There are distinct advantages to investing in the Canadian Financial Industry over the US or another country's Financial Industry. The Big 5 all have a national presence and have a wide range of services beyond banking and mortgages like insurance, brokerage houses and investment banks, making them much less susceptible to failures. There have been only 2 bank failures in Canada's history vs. about 12,000 in the US.

The Canadian economy is a strong, resource-based economy and in times where resources are rising, Canadian banks benefit as business activities that require financial services like loans and insurance plans for mining and investment bank services for Mergers and Acquisitions. It is always a good idea to diversify your portfolio into foreign assets and the Financial Industry is a very easy way for Non-Canadians to invest in Canada as all five banks are cross-listed on Canadian and US stock exchanges and all five have the same symbol on both exchanges.
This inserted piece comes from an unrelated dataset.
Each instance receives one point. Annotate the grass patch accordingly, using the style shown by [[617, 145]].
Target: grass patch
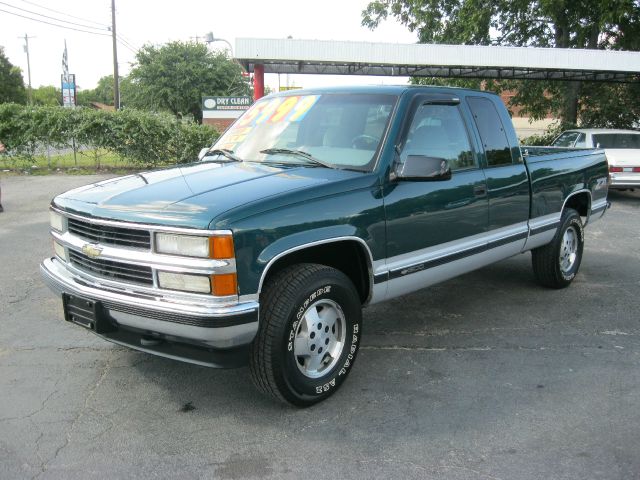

Royal Bank trades under the symbol RY
BMO trades under the symbol BMO
Bank of Nova Scotia trades under the symbol BNS
TD Bank trades under the symbol TD
CIBC trades under the symbol CM

All 5 companies pay dividends ranging in the 3-5% range depending on the stock price relative to the size of the dividend at the time. The Canadian banks have relatively little volatility in their stock price compared to the American banks and have recovered most if not all of the losses seen during the stock market crash of 2008 while some American banks remain 90% or more off of their 2007 prices. Having a portfolio of the big 5 banks may be more appropriate for you compared to Mutual Funds or Exchange-Traded Funds from Canada as these banks will make up a significant portion of these funds value anyways, and you aren't subject to administrative fees on Mutual Funds or Contango on ETFs.